# Dowel making plate



## Dutchmn (Jul 12, 2013)

A few weeks I'm looking through the scrap metal bin at work and the shop foreman asks me what I'm looking for, I say a piece on 1/4 steel with different size holes in it for a dowel making plate.
He says give me a napkin drawing of what you want and I'll see what I can do. So I draw something up in inkscape and give it to him and today he stopped my cube and hands me this. Thanks Rob


----------



## rtbrmb (Nov 11, 2011)

very nice! That's $55 at Lie-Nielsen.

Bill in MI


----------



## ElChe (Sep 28, 2014)

How does it work? Post some pics of some dowels.


----------



## 7Footer (Jan 24, 2013)

very nice looking dowel maker. I made one a few months ago with some 1/4" angle iron, and it works great, I made it based on the video that Izzy Swan posted a while back… I just made the little cutters with a dremel tool, I'm surprised at how well it works. One thing I noticed is that the 3/8" and 5/16" work better because they I didn't 'countersink' or wallow out the holes as much as I did on the 1/4" and 3/16"... Very quick and effective jig though. And you have to turn the clutch on your drill way down or it will keep breaking the wood.
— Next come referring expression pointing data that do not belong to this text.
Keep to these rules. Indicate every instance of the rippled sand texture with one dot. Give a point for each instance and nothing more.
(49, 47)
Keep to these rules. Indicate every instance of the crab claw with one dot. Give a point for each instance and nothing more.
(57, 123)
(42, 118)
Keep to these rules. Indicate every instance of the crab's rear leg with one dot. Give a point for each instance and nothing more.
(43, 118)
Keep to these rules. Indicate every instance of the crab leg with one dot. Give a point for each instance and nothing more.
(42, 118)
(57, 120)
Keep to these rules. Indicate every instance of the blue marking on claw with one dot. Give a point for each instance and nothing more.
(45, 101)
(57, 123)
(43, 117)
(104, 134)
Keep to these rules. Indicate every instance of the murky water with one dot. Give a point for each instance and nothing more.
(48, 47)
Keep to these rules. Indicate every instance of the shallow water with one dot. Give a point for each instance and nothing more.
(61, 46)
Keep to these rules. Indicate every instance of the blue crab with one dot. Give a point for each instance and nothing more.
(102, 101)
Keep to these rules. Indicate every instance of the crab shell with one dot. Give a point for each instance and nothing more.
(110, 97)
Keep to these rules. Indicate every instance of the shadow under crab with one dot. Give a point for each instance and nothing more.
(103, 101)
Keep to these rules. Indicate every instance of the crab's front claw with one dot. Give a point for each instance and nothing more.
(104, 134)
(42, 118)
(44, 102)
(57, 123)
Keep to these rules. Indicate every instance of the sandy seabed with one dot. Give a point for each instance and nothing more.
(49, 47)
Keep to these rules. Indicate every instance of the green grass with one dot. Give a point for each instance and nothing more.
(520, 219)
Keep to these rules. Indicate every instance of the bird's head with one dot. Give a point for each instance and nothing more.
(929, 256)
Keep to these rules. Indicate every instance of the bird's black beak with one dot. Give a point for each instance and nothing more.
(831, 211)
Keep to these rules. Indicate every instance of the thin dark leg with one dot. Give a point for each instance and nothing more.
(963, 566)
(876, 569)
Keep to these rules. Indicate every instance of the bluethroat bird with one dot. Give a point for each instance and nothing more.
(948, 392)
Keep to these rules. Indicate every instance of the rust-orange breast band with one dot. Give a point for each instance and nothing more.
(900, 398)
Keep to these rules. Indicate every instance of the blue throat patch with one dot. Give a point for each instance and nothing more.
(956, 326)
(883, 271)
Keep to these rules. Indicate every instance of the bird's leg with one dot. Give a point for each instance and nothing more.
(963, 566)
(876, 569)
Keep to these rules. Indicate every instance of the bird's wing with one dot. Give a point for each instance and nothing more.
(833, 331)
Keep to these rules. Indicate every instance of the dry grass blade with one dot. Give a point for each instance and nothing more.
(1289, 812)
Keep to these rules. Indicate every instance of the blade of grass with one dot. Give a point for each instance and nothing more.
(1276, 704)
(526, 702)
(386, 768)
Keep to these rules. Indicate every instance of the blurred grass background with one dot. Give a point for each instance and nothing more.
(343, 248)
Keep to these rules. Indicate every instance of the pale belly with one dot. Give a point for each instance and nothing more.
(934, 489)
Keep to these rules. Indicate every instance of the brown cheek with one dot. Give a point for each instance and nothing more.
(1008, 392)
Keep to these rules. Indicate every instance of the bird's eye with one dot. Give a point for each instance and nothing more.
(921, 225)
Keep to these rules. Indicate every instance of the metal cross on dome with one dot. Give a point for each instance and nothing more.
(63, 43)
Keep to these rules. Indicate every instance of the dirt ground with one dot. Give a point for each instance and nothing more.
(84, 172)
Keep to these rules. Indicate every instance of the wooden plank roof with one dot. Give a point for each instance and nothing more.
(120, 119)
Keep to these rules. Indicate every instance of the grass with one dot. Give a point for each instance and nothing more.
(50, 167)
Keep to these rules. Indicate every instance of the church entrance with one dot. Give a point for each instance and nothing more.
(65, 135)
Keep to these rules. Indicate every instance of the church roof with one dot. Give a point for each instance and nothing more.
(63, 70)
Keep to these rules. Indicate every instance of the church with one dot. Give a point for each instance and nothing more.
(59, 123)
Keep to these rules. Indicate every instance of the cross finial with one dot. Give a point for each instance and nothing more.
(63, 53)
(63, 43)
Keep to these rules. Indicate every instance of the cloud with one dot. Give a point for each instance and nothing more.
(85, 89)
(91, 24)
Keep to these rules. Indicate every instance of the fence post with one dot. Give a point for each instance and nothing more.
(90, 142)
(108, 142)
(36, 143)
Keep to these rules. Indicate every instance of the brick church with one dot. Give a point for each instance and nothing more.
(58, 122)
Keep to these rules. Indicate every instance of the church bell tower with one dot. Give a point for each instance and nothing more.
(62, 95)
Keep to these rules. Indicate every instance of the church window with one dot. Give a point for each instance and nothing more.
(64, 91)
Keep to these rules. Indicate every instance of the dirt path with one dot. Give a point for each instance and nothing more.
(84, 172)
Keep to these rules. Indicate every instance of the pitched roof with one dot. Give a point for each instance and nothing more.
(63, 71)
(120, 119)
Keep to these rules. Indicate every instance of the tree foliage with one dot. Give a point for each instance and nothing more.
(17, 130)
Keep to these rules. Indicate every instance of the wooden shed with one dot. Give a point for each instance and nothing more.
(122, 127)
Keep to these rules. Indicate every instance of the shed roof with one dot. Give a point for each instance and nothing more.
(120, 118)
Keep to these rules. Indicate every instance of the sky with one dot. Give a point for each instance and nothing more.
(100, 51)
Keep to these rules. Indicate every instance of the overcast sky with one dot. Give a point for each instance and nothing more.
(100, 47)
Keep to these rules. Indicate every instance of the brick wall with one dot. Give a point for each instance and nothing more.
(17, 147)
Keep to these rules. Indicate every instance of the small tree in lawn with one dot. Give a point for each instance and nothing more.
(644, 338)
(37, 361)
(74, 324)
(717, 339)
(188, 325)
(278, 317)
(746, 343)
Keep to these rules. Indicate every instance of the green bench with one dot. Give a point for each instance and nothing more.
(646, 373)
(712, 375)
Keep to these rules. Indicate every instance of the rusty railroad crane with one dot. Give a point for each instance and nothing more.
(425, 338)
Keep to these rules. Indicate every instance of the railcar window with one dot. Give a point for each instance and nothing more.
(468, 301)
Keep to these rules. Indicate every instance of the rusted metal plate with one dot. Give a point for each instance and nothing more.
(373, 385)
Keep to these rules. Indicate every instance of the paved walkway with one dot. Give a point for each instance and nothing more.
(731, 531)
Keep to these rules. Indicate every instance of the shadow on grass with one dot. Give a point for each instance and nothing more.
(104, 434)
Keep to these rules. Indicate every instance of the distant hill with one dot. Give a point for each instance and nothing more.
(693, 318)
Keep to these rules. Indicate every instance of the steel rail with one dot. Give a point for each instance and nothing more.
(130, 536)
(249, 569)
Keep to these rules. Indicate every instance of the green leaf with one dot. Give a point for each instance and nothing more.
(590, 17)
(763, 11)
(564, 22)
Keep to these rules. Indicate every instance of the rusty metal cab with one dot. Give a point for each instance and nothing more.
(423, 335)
Dont have any pictures of the dowels right now, but I've made 1/4" brazilian cherry, 3/16" oak, 3/8" poplar and others, and used poplar dowels on my last project…

Sorry about the F-bomb!


----------



## runswithscissors (Nov 8, 2012)

Aren't some of the dowel makers of that type designed to have the dowel pounded down through the hole? I assume you'd have to 8-side the stick before going to that final step. 7foot: do you have trouble making the dowels straight with your jig?


----------